Prima di Ftx nelle criptovalute e di Nikola nei veicoli elettrici, c’è stata Theranos. Una delle più grandi truffe a scuotere Silicon Valley e Wall Street, forse la madre di tutti gli scandali contemporanei tra hi-tech e finanza, è arrivato al capitolo conclusivo. Elizabeth Holmes, inventrice e top executive della startup che nel promettere una drastica rivoluzione negli esami del sangue era volata ad una valutazione di 9 miliardi di dollari, sconterà a 11 anni e tre mesi di carcere – 135 mesi. La pena comminata dal giudice del tribunale di San Diego incaricato del caso è stata inferiore al massimo possibile e a quanto chiesto dalla procura, ma molto più pesante di quanto la difesa sperava. Il giudice ha annunciato un’ulteriore udienza per decidere su danni e risarcimenti. Holmes, che dovrebbe iniziare a scontare la pena il 27 aprile, ha annunciato intenzione di presentare appello.

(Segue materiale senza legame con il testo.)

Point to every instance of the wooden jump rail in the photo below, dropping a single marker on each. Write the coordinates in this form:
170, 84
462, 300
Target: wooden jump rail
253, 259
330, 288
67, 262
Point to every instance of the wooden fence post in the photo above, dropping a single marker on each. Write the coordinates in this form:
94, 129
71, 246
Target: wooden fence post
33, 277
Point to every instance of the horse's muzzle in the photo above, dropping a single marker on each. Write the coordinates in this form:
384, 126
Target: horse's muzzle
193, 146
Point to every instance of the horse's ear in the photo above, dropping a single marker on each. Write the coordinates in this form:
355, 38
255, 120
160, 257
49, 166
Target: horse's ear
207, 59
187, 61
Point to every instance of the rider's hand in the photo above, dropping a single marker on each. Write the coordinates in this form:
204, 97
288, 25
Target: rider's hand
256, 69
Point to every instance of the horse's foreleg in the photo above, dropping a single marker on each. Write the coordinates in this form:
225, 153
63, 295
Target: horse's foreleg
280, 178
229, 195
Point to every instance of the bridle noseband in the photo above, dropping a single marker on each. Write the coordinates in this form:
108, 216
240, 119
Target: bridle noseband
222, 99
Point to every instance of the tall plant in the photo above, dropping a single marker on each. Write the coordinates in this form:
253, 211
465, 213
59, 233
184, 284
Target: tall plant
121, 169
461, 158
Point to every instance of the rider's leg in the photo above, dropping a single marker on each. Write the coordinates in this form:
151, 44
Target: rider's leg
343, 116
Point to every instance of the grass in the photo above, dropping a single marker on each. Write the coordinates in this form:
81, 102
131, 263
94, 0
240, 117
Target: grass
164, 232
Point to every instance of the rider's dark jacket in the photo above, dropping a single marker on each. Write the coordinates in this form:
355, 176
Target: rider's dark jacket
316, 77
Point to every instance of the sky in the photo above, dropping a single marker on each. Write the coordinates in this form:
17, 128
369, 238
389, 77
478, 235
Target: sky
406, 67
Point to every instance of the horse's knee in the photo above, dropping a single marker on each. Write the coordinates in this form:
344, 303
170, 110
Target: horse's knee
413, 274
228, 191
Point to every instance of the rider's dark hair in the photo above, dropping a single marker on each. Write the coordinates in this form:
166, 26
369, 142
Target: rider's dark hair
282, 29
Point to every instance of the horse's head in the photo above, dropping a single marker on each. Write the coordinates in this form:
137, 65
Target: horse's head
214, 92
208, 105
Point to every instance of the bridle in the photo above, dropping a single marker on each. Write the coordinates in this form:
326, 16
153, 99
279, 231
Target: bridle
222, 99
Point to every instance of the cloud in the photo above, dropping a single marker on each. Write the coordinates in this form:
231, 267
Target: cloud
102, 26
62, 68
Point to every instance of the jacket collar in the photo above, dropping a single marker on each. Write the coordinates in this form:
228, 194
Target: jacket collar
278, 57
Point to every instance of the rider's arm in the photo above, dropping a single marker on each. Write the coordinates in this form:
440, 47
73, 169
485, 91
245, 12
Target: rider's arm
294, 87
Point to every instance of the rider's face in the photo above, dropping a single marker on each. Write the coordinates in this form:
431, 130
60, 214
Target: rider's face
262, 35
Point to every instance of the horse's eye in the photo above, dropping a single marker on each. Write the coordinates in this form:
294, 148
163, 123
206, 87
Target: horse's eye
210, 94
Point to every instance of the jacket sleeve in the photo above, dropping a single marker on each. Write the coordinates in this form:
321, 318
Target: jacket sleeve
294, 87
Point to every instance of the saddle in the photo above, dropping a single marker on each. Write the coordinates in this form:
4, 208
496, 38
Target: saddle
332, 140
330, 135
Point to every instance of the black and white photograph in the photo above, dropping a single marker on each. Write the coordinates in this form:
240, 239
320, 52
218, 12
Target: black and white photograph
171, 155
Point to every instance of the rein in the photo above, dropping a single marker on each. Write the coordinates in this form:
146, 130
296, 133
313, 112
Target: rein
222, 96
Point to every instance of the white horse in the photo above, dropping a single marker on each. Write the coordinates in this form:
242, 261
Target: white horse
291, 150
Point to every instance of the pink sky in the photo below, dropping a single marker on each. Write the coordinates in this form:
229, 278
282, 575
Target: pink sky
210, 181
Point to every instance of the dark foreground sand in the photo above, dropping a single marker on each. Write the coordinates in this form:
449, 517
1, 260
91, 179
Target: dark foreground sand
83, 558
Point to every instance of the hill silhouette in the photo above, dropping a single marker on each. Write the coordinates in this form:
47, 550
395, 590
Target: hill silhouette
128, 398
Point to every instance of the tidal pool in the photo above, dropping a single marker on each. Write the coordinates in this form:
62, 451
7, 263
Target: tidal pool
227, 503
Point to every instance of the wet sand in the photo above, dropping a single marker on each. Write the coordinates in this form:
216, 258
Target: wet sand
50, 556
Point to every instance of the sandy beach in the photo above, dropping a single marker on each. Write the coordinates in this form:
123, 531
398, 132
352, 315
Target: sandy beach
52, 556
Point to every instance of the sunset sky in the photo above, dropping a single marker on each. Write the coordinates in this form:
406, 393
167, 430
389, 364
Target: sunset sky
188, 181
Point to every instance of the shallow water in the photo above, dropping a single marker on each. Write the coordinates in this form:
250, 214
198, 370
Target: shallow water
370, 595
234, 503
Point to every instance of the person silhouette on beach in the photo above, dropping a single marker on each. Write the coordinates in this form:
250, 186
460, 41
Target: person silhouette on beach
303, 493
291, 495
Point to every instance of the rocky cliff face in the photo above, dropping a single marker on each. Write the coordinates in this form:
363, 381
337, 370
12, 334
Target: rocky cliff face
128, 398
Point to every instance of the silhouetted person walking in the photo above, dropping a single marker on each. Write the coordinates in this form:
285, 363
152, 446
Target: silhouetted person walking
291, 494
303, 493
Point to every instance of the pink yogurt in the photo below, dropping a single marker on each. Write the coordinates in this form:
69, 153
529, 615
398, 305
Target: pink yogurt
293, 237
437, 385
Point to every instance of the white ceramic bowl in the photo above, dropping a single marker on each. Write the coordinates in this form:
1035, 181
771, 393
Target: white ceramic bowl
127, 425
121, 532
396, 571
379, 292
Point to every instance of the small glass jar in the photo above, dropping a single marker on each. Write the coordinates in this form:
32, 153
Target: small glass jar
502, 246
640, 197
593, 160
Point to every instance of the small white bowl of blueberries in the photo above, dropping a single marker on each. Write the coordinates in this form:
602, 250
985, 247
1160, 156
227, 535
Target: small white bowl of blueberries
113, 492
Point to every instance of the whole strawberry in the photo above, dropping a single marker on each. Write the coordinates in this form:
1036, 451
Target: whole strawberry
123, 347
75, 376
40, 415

Da dropout a stella hi-tech
Holmes oggi ha 38 anni e ne aveva 19 quando diede i natali alla sua azienda nella più classica delle tradizioni, abbandonando da dropout l’università di Stanford e usando altrimenti, cioè per lanciare la sua startup, i fondi della sua retta. Diventò anche una delle rare donne a sfondare nell’hi-tech americano, tuttora spesso dominato da uomini. Adesso ha ascoltato la decisione del giudice dopo esser stata trovata colpevole lo scorso gennaio, al termine di mesi di processo, di quattro reati di truffa ai danni degli investitori, perché la sua tecnologia innovativa, in realtà, non esisteva.
L’epopea di Theranos
La saga di Theranos, fallita nel 2018, è diventata un simbolo dei rischi di eccessi, manipolazioni e frodi nel mondo dell’hi-tech, con la continua caccia al prossimo genio e all’innovazione del futuro per fare fortuna affiancata da inadeguati controlli e verifiche sia da parte delle autorità che di finanzieri pur a volte sofisticati. L’inganno nella vicenda fu portato alla luce da inchieste giornalistiche del Wall Street Journal e da allora ha generato libri, film e sceneggiati televisivi.
Le analisi con una goccia
Theranos aveva raccolto ben 945 milioni da investitori e ottenuto accordi e partnership con prestigiose catene di farmacie, quali Walgreens, rivendicando il successo di un’invenzione che avrebbe consentito ampie analisi utilizzando pochissime, semplici gocce di sangue, da una puntura sul dito. In realtà la società nel migliore di casi si serviva di tradizionali tecnologie, perché la sua misteriosa innovazione non aveva mai funzionato come pubblicizzato.
Un pena esemplare?
La decisione del giudice Edward Davila, oltre ai meriti del caso, è stata complicata dal rilievo pubblico assunto dello scandalo. Dalle pressioni a inviare un messaggio di prevenzione e deterrenza di simili truffe. Holmes rischiava fino a 20 anni di carcere, con la pubblica accusa che aveva chiesto 15 anni dietro le sbarre e 800 milioni di risarcimento danni, imputando all’imprenditrice di aver anche posto a rischio la salute dei pazienti mentendo sull’efficacia della sua tecnologia. La difesa aveva invece proposto non più di 18 mesi di carcere, possibilmente solo arresti domiciliari e servizio alla collettività. A sostegno di Holmes, che si è scusata un tribunale per lo scandalo, aveva citato anche decine di lettere di sostenitori che tuttora la dipingono anzitutto come un’imprenditrice idealistica. Alla fine la pena comminata è parsa in linea con le previsioni agli osservatori: in media, stando a studi citati dal Wall Street Journal, donne incriminate di simili reati ricevono undici anni di carcere, rispetto a condanne più vicine ai 20 anni per gli uomini.